• Matthew K. Gold deposited Knowledge Infrastructures Syllabus in the group Group logo of Digital HumanitiesDigital Humanities on Humanities Commons 5 years, 2 months ago

    Infrastructure is all around us, rarely remarked upon. Indeed, the latent state of
    infrastructure is part of what marks it as such; as Susan Leigh Starr has noted,
    infrastructure studies involves the examination of “boring things.”

    This class will explore the emerging nexus of critical infrastructure studies and
    critical university studies, focusing on the infrastructure of scholarly knowledge.
    From our libraries to our journals to our conferences to our operating systems
    to our use of social media, scholars communicate through an entanglement of
    corporate and commercial interests. Beyond the obviously problematic commercial
    infrastructures built by predatory publishers and corporate conglomerates
    such as Elsevier, scholars routinely depend on for-profit publication venues and
    commercial journals to disseminate their work.

    As a set of alternatives to the commercialized infrastructure of knowledge
    dissemination in the academy, the course will consider open access publication
    models, free software development, and university press publishing.
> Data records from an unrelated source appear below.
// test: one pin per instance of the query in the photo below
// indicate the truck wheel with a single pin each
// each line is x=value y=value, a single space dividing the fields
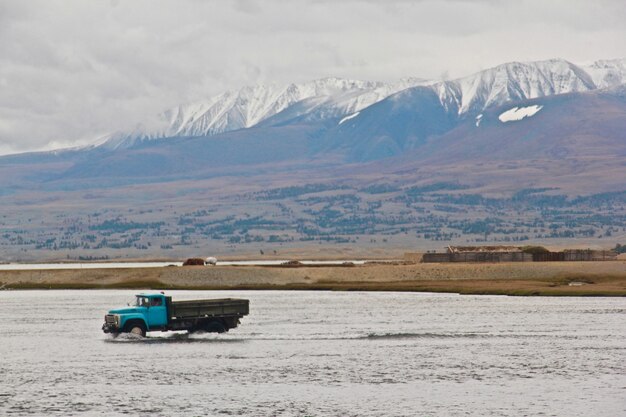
x=136 y=328
x=215 y=327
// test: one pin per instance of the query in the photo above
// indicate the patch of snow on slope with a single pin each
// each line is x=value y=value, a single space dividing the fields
x=520 y=113
x=352 y=116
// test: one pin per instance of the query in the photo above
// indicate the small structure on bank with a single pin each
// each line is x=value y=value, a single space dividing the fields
x=516 y=254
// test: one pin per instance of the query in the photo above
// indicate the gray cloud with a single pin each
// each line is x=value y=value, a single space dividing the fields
x=71 y=70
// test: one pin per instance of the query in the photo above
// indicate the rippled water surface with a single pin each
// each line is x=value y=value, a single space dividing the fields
x=319 y=354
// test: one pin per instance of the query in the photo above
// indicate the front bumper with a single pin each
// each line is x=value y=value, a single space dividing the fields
x=110 y=328
x=111 y=324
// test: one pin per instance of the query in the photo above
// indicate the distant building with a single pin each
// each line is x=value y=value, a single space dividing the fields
x=515 y=254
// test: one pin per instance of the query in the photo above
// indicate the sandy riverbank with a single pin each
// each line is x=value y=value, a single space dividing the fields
x=554 y=278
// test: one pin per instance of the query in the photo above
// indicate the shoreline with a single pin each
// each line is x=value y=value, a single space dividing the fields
x=519 y=279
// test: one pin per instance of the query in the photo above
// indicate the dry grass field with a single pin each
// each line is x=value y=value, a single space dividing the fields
x=549 y=279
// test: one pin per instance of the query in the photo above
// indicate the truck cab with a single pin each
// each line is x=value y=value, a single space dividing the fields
x=147 y=312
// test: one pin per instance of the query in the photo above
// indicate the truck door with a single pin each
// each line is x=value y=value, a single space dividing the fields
x=157 y=313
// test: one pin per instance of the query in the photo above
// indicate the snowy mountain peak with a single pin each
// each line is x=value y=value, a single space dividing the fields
x=336 y=98
x=607 y=72
x=511 y=82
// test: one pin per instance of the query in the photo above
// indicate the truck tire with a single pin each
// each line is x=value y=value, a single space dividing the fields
x=135 y=327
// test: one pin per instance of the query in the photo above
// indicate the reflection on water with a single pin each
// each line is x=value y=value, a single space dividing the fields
x=319 y=353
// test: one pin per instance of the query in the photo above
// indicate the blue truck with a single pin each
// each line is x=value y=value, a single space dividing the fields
x=157 y=312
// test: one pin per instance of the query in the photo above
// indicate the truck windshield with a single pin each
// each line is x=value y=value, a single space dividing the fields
x=142 y=302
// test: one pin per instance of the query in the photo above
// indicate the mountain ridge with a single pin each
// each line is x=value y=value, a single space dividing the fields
x=330 y=99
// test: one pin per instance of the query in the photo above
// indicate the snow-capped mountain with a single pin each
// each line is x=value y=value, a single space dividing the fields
x=339 y=100
x=607 y=72
x=512 y=82
x=233 y=110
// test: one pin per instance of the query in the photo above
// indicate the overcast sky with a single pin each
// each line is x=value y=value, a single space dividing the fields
x=71 y=71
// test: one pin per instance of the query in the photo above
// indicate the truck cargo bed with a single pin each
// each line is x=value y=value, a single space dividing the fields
x=224 y=307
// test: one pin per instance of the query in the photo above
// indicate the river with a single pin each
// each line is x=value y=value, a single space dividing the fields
x=319 y=354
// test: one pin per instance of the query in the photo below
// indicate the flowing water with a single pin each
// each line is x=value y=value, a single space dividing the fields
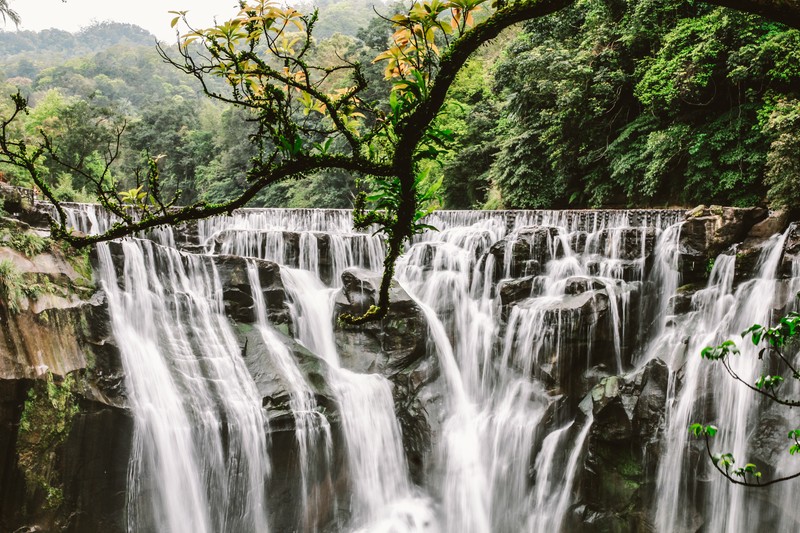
x=199 y=461
x=520 y=307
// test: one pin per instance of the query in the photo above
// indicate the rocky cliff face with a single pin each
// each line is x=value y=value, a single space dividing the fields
x=66 y=430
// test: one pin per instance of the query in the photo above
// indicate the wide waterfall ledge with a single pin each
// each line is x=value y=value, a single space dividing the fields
x=537 y=372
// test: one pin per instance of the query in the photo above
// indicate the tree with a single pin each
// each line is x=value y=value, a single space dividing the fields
x=305 y=122
x=778 y=362
x=7 y=13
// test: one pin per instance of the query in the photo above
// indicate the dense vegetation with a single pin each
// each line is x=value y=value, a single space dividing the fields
x=605 y=103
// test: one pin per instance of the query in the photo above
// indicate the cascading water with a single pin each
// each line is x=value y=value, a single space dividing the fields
x=520 y=307
x=719 y=312
x=199 y=461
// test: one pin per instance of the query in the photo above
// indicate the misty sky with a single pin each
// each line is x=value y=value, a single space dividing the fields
x=149 y=14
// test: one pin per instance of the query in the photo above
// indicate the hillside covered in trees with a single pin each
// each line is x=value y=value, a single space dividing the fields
x=626 y=103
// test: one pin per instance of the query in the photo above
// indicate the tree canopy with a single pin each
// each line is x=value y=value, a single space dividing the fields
x=309 y=109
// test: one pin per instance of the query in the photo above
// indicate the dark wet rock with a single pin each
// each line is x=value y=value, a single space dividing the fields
x=237 y=292
x=776 y=222
x=681 y=301
x=514 y=290
x=386 y=346
x=260 y=359
x=623 y=450
x=791 y=256
x=708 y=231
x=525 y=251
x=579 y=285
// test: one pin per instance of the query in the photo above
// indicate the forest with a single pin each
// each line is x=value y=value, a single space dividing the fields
x=558 y=290
x=603 y=104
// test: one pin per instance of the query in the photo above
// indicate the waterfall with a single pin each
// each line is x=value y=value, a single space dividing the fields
x=719 y=312
x=199 y=461
x=523 y=313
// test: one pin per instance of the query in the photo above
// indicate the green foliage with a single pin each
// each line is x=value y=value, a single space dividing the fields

Even as
    we explore such alternatives, we will critique them, considering the ways that
    such alternatives themselves depend upon commercial technical stacks, and
    considering whether these alternatives are equally available and accessible across
    the globe.

    Topics to be explored include: introductions to critical infrastructure studies
    and critical university studies; the environmental impact of the cloud; the free
    software movement; academic publishing models; constructing open platforms.
    Students in the class will explore publishing platforms collaboratively created
    by CUNY and other partners, including the CUNY Academic Commons and
    Manifold, as well as others such as Humanities Commons and Zotero. The goal
    of the class, in the end, is to ask students to consider how and where their own
    scholarly knowledge is distributed, and by whom and under what terms.